Based on two books by Bibhutibhusan Banerjee, The Apu Trilogy follows one indelible character, a free-spirited child in rural Bengal who matures into an adolescent urban student and finally a sensitive man of the world. The films, shot over the course of five years (and featuring different actors playing the maturing Apu), are among the most visually radiant, richly humane movies ever made – essential works for any film lover. Martin Scorsese called watching the films “One of the great cinematic experiences of my life.” Akira Kurosawa said, “Never having seen a Satyajit Ray film is like never having seen the sun or moon.”

In 1993, a year after Ray won the Honorary Award from the Academy of Motion Picture Arts and Sciences, a project was initiated to restore Ray’s films, including THE APU TRILOGY. En route to Los Angeles, many of the negatives were temporarily stored at London’s Hendersons Film Laboratories. There, a massive nitrate fire at the lab spread to the film vaults, and the original negatives were feared lost forever.

The restoration was accomplished by the Criterion Collection in association with the Academy Film Archive at The Academy of Motion Pictures Arts and Sciences teamed up with L’Immagine Ritrovata in Bologna, one of the world’s premiere restoration facilities.

How did they do it? Well, close to a thousand hours of meticulous hand labor were spent to rehydrate the brittle film, rebuild sprocket perforations on the sides of the film and remove melted tape, glue and wax. Using fine-grain masters and duplicate negatives preserved by Janus Films, the Academy, and the British Film Institute, suitable replacements were found for the non-usable or missing sections of the original negatives.

In the end, forty percent of Pather Panchali, and more than sixty percent of Aparajito were restored directly from the original negative. Apur Sansar‘s restoration is comprised of a fine grain and a safety dupe negative, as the original negative was too damaged by the fire to be usable. Over the course of six months of steady work, the Criterion Collection restoration lab handled the digital restoration. Emphasis was placed on retaining the look and character of the original material, when necessary preferring to leave damage rather than over-process digital images that might lose the grain and feel of the film.

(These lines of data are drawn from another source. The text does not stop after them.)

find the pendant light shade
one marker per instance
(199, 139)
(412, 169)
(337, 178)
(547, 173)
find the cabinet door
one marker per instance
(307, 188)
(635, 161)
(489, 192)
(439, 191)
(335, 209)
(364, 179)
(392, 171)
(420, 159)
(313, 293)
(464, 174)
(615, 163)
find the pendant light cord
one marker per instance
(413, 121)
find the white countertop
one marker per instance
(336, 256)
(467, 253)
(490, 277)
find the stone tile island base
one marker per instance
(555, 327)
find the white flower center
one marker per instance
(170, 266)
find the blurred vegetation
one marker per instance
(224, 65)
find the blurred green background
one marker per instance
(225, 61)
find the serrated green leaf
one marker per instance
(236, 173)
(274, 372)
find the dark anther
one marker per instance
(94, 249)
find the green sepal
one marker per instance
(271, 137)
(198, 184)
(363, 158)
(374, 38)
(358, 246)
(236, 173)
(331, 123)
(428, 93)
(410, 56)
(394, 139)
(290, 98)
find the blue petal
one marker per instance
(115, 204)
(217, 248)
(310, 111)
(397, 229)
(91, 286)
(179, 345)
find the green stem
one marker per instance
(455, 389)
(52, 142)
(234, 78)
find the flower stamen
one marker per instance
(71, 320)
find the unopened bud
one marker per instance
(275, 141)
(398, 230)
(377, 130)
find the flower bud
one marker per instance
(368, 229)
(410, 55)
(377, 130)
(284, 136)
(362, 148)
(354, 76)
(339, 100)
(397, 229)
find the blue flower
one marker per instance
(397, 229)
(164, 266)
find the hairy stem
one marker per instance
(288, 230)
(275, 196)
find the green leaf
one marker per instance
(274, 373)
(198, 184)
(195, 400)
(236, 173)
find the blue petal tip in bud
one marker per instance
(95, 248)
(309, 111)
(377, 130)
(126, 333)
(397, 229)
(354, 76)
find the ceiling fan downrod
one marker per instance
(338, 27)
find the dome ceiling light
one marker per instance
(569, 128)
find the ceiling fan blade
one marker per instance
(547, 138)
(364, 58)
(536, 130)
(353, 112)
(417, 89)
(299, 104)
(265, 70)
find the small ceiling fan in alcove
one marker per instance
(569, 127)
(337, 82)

Personally, I have ugly copies of the Apu Trilogy that I have yet to watch and now it would seem silly to even try. I expect the trilogy will arrive here in Seattle this summer and most likely come to the Criterion Collection at the end of 2015, likely serving as their big end of the year box set, a spot reserved for Zatoichi two year ago and Jacques Tati last year. I can’t wait to finally see what Roger Ebert was talking about in his Great Movies essay fourteen years ago when he wrote:

I watched “The Apu Trilogy” recently over a period of three nights, and found my thoughts returning to it during the days. It is about a time, place and culture far removed from our own, and yet it connects directly and deeply with our human feelings. It is like a prayer, affirming that this is what the cinema can be, no matter how far in our cynicism we may stray.